Cardi B is a gloriously unfiltered former stripper who talks openly her sexual fantasies. Sabrina Carpenter might look like a Polly Pocket but her entire brand is based around raunch. Words about wetness are a little transgressive but for the most part expected when it comes from a Sabrina or a Cardi. Taylor is something different. She’s a beautiful vanilla frappé of a woman.  

By the time Britney Spears had reached Swift’s current age (35) she’d been mostly naked on dozens of magazine covers, married, divorced, had a couple of children and several rehab stints. Swift, on the contrary, is unmarried (though recently engaged) and child-free. All of her scandals have been spats with other celebrities, never a Pamela Anderson sex tape, nor a long-lens pap shot of her cheating a la Kristen Stewart. Not even a leaked nude like the ones stolen from her contemporaries Jennifer Lawrence, Selena Gomez and Cara Delevingne. 

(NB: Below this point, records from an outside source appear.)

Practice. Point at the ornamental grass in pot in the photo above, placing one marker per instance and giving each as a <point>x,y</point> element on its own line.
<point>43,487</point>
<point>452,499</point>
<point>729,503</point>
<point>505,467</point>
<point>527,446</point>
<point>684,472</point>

Whether by luck or by judgment, Taylor’s life has left her in a kind of perpetual state of plausible innocence. So when she does the unthinkable and acknowledges that even nice blonde ladies sometimes experience visceral signifiers of arousal, it’s genuinely shocking. And, to my mind at least, a kind of public service. The idea that sex is something that only a certain type of (bad) woman likes, and that the good ones merely put up with it, remains pervasive and entirely unfair, and underpins the centuries old Madonna-whore complex which manages to disadvantage both Madonnas and whores.